DMA
Direct Memory Access — a device reads or writes system memory over the I/O fabric without CPU involvement; the mechanism behind NVMe, NICs, and GPU data transfer.
DMA (Direct Memory Access) is the mechanism by which a peripheral device reads from or writes to main memory without involving the CPU on each byte. The device holds a descriptor pointing to a physical (or IOMMU-translated) address in host memory; the PCIe root complex (or historical DMA controller) routes the transfer, and the CPU is notified via an interrupt (or polled flag) when the transfer completes.
Every modern high-throughput device depends on DMA. NVMe SSDs DMA data blocks to/from page cache or user-registered buffers. NICs DMA packets into ring buffers that are then consumed by the driver. GPUs DMA tensors over PCIe or NVLink. Without DMA, the CPU would be reduced to copying bytes one at a time — a non-starter at modern speeds.

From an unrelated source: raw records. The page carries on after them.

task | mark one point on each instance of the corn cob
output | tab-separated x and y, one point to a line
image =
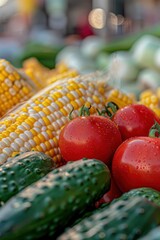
14	88
120	98
36	71
37	123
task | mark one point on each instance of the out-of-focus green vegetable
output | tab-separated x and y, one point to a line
126	42
122	67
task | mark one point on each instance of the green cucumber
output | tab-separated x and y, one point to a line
46	207
152	235
22	170
125	219
145	192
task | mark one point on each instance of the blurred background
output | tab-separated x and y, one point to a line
42	28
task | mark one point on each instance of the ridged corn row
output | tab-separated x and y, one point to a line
120	98
14	88
36	124
151	100
68	74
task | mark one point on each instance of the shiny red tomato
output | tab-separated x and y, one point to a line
90	137
136	163
135	120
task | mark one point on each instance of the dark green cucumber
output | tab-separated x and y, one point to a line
46	207
152	235
21	171
145	192
125	219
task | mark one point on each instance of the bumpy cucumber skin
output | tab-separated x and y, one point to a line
152	235
125	220
52	203
22	170
144	192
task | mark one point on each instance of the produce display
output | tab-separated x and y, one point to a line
79	156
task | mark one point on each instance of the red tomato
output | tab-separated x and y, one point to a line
90	137
113	193
135	120
136	163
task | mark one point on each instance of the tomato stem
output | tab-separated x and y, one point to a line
70	114
155	130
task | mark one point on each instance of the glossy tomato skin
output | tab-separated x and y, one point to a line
135	120
136	163
89	137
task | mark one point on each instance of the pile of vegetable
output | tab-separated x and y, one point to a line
79	157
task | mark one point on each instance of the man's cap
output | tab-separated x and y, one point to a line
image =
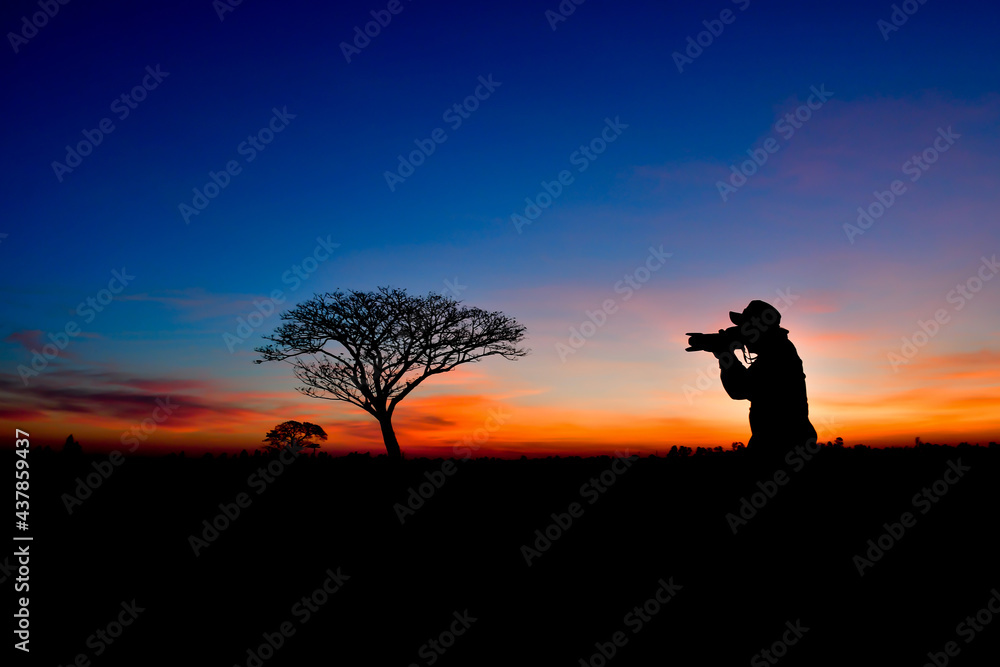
758	309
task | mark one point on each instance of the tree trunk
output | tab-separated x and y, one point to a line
389	436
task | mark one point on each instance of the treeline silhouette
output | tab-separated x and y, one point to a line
547	582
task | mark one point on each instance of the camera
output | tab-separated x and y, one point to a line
725	341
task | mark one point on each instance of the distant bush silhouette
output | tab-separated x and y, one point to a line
389	342
290	433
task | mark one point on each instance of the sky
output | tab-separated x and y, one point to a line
174	172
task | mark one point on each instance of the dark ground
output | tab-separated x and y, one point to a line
660	519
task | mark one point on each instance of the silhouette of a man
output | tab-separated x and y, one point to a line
774	382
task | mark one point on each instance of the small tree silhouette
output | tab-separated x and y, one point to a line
292	433
383	344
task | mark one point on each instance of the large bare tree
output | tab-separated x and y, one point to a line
371	349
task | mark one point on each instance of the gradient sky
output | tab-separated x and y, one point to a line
852	298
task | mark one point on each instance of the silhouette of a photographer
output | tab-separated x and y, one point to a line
774	382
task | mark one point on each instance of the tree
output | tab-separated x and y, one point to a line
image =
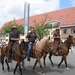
42	28
7	28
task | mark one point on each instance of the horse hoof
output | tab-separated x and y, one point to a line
68	69
43	73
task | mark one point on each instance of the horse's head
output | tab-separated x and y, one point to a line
24	48
71	39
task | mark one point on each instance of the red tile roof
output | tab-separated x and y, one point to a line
66	16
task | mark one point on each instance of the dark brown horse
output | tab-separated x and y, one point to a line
18	55
63	50
41	48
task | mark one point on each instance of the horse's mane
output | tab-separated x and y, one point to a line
42	43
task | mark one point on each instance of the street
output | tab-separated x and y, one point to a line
48	70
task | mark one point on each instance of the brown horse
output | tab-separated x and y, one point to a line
18	55
63	50
41	48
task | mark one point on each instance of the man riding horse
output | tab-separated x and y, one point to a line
13	37
30	38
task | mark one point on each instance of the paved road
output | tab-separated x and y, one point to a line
48	69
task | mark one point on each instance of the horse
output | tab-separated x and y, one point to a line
41	48
63	51
18	54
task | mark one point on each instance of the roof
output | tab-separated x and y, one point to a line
65	16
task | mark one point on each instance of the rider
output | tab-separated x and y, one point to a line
31	38
13	37
56	37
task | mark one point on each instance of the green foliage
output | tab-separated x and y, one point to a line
7	28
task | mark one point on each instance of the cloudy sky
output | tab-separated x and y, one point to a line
14	9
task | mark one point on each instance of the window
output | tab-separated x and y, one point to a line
60	17
64	22
67	15
72	30
65	31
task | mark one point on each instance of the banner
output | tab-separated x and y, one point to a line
26	17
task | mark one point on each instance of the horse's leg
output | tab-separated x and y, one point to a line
38	60
15	68
34	66
18	64
64	58
7	65
2	62
44	57
20	68
50	55
60	62
23	64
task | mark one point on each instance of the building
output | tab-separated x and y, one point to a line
64	19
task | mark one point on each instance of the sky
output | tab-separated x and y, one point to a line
14	9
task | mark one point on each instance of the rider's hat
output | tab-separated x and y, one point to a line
14	27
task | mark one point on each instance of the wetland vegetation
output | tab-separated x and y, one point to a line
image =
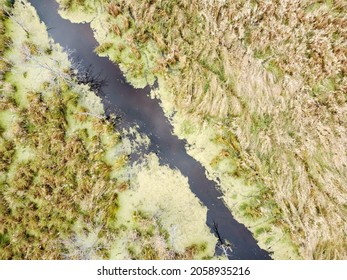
67	187
258	90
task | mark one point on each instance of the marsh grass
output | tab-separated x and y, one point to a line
270	79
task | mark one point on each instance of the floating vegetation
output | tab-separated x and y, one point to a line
64	165
264	85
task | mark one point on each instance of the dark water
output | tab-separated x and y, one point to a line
136	107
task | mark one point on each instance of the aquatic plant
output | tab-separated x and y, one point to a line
263	81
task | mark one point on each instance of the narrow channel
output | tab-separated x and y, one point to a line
136	107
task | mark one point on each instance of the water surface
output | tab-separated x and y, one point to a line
136	107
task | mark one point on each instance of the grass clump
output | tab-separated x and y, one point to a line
269	79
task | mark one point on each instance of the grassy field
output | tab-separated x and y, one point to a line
67	188
258	89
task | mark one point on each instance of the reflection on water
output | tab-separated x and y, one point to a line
136	107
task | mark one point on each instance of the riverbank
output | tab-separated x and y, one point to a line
263	111
67	187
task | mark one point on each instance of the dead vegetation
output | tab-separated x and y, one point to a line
59	186
270	78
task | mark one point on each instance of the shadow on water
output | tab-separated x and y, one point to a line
136	107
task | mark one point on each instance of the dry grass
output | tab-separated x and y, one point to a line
63	164
270	77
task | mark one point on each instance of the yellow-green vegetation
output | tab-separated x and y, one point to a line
64	166
258	89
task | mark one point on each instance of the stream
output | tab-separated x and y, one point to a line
136	108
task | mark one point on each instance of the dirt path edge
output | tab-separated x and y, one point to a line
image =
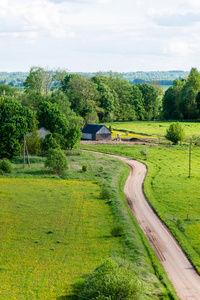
180	271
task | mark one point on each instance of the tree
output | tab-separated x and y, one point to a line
194	79
33	140
73	136
188	105
49	142
138	103
56	161
83	95
15	122
175	133
150	97
50	117
112	280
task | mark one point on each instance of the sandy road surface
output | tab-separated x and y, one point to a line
184	278
179	270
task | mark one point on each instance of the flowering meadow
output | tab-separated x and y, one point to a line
172	193
52	232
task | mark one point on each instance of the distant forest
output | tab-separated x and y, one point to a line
164	78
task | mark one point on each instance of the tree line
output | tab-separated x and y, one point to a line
182	99
63	103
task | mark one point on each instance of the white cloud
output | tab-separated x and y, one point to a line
176	19
85	35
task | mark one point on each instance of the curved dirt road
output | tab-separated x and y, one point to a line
179	270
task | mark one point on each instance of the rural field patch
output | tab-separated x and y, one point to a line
173	195
52	232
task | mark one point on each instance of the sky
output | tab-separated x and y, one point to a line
100	35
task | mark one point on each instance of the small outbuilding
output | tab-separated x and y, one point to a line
96	132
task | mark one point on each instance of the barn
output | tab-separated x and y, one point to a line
96	132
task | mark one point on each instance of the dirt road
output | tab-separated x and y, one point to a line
179	270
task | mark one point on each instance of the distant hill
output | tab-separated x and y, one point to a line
164	78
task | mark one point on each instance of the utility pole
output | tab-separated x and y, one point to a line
26	152
190	158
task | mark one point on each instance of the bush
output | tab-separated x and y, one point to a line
2	172
49	143
56	161
84	168
175	133
112	280
5	165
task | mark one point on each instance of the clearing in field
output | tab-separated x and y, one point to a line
52	232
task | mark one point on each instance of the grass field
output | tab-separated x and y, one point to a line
55	230
174	196
52	232
154	128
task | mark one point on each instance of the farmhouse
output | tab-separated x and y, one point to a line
96	132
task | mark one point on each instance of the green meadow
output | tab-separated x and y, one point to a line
55	230
173	195
154	128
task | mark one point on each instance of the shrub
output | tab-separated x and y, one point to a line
56	161
175	133
106	193
5	165
117	230
112	280
144	153
49	143
84	168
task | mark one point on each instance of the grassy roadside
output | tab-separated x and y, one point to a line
173	195
42	216
153	128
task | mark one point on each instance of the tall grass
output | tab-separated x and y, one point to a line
56	230
173	195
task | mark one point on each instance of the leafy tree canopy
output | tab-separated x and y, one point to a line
15	122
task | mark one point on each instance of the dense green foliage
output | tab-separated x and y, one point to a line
181	100
15	122
162	77
56	161
63	103
112	280
5	165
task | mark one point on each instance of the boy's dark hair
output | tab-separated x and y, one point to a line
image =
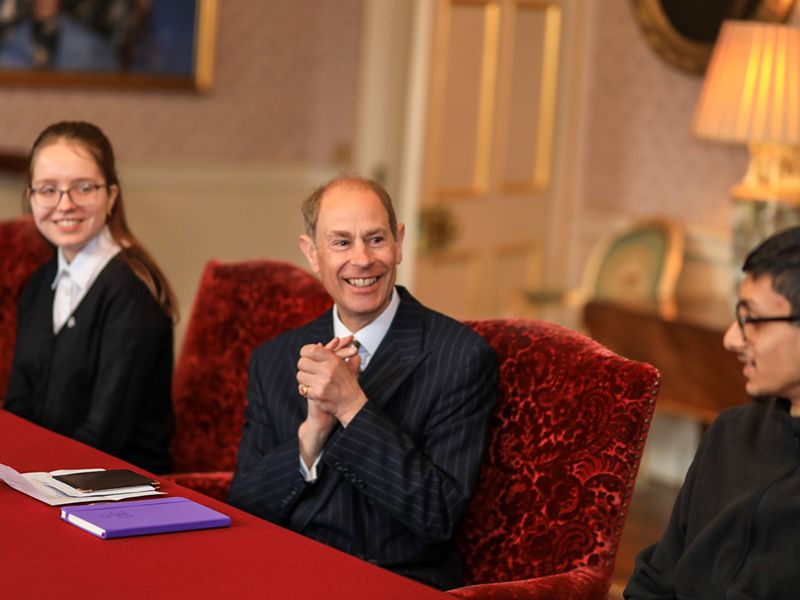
779	257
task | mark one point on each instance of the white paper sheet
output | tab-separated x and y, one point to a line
43	487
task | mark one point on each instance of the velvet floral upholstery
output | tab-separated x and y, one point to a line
565	443
22	250
238	306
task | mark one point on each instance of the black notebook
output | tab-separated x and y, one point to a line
94	481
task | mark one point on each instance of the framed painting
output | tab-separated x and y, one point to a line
108	43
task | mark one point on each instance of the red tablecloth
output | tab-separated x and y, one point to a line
42	556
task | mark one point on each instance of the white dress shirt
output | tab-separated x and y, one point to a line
369	338
73	280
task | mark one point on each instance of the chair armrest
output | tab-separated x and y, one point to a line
213	483
581	583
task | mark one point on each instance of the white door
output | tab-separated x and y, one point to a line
497	141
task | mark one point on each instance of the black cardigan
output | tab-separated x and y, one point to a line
735	528
105	378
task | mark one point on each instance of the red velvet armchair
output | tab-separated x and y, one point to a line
565	443
238	306
22	250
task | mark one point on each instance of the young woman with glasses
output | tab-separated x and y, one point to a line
93	355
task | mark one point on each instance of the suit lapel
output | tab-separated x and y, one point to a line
399	354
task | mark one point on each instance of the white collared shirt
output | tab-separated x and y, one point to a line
369	337
73	280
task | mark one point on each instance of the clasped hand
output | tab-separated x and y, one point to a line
328	377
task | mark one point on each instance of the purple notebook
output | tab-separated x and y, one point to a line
142	517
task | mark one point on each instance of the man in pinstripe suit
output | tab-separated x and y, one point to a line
373	448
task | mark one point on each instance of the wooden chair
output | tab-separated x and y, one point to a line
22	251
566	439
238	306
638	262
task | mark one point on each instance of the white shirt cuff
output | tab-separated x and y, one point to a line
310	475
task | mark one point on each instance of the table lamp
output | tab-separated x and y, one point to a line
751	95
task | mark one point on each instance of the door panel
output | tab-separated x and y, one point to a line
491	124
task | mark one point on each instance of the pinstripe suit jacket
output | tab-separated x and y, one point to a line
392	486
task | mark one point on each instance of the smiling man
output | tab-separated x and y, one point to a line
373	446
735	527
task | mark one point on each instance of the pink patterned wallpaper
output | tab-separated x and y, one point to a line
284	89
637	154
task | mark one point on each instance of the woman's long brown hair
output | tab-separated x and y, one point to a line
91	138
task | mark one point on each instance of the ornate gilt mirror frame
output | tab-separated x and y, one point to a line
683	32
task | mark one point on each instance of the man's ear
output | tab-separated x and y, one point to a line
401	232
309	250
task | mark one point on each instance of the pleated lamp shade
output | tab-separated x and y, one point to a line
751	95
751	91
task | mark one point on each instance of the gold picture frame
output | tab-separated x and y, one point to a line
684	37
173	49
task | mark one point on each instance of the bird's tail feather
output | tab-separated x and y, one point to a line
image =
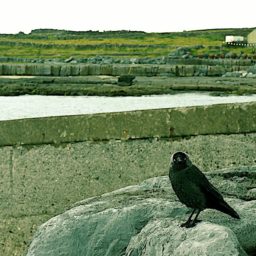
225	208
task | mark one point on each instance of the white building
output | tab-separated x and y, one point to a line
234	39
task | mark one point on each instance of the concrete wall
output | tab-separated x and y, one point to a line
116	69
47	164
251	38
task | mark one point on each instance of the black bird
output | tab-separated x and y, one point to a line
194	190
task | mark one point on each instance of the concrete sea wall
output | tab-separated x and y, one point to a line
48	164
117	69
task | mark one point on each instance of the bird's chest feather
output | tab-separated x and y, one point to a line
186	190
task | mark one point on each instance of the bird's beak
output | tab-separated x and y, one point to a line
179	159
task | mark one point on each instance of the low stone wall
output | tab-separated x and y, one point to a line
47	164
116	69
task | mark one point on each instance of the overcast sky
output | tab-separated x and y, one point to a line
144	15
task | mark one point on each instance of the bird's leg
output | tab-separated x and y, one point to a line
195	220
189	223
185	224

Linux’s DMA API (dma_map_single, dma_alloc_coherent, etc.) is the driver-side contract for declaring DMA mappings and synchronizing cache state. The IOMMU (Intel VT-d, AMD-Vi, Arm SMMU) sits between the device and memory, translating device-issued addresses through page tables — essential for virtualization and for device isolation.
Key performance facts:
- DMA crosses cache: on x86 the hardware snoops the CPU caches, so a DMA write into a buffer that a core has cached invalidates the cache copy. DMA-to-cacheline coordination shows up in memory ordering and performance.
- IOMMU is not free: translations can miss in the IOTLB and require page walks of the IOMMU tables. High-throughput workloads benefit from large IOMMU pages and from
iommu=pt(passthrough) in trusted environments. - Registered buffers (io_uring, DPDK, SPDK) pin memory for DMA ahead of time, skipping per-op map/unmap cost.